The Netflix film “A Family Affair” originally had an alternative ending

“A Family Affair” originally had a different finale. Early in the film, Chris takes Brooke on their first date to a Hollywood studio lot, where they wear top hats and pose with retro feather fans (which director Richard Lagravenese describes as a nod to Kidman’s 2001 film “Moulin Rouge!”). For a while, the film ended with them meeting again on the same soundstage.

“But after we shot and saw the film, we realized that the ending didn’t satisfy us emotionally,” says Lagravenese. “It was both too clichéd and not clichéd enough. It also didn’t involve Zara enough and didn’t give us the right conclusion to her journey.”

Solomon always knew she wanted the film to end in an unlikely place. “It was funny, when we were thinking together about what Chris Cole found exciting, it was the mundane,” she says. Because he’s so famous and can’t often venture out into public, “there was something about a grocery store that made it oddly desirable for the two of them to find normalcy at the same time and in the same place.”

Viewers quickly realize that this is no ordinary supermarket: Zara sits behind the cash register and operates the light and rain machine, and she fills the store with a crowd of paid extras who don’t immediately surround Chris when he walks in. “It’s basically a movie set,” says Solomon. “It’s just a wink (to the audience) that nothing about it is ordinary.” At the same time, “we tried to make it as real-world as possible. It’s just two people who fall in love at the end of the day.”

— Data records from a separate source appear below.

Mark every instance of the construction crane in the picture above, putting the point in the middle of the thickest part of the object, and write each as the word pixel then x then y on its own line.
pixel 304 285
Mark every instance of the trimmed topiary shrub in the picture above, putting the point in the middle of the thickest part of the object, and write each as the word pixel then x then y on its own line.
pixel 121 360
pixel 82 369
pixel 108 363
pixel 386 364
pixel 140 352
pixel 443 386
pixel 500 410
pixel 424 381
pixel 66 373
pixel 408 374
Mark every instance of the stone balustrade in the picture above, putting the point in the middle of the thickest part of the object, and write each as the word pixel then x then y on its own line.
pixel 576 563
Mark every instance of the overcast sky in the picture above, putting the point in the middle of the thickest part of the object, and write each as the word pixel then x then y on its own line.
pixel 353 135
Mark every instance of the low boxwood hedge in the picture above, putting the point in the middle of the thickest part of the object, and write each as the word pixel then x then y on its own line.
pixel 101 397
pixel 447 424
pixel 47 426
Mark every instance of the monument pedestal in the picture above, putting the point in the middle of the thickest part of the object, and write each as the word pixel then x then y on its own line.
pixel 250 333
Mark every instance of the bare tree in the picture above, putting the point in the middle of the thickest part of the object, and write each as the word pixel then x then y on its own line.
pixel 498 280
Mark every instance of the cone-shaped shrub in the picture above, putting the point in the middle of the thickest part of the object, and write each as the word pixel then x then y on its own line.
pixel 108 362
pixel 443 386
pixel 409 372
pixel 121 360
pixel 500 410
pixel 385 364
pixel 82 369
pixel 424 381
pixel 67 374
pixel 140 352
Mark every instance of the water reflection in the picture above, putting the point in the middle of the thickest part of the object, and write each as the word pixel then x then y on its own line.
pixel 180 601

Nicole Kidman and Zac Efron took shopping breaks between recordings

“A Family Affair” reunites Kidman, 57, and Efron, 36, after their passionate 2012 thriller “The Paperboy.” On the first day of shooting that film, “they just fell into each other’s arms and became friends,” Lagravenese recalls. “There was this familiarity and ease and mutual respect that just flowed into (their characters).”

They especially enjoyed filming in the grocery store. The ending was shot at Trancas Country Market in Malibu, California, where the cast and crew were given one bill to buy whatever they wanted.

“It’s like having your own grocery-sized pantry,” Solomon says, laughing. “I remember at the end of the day Nicole said, ‘I could really use a kale chip.’ I said, ‘Aisle 3!’ We all just walked around between takes and bought things. It was a really silly thing – talk about wish fulfillment.”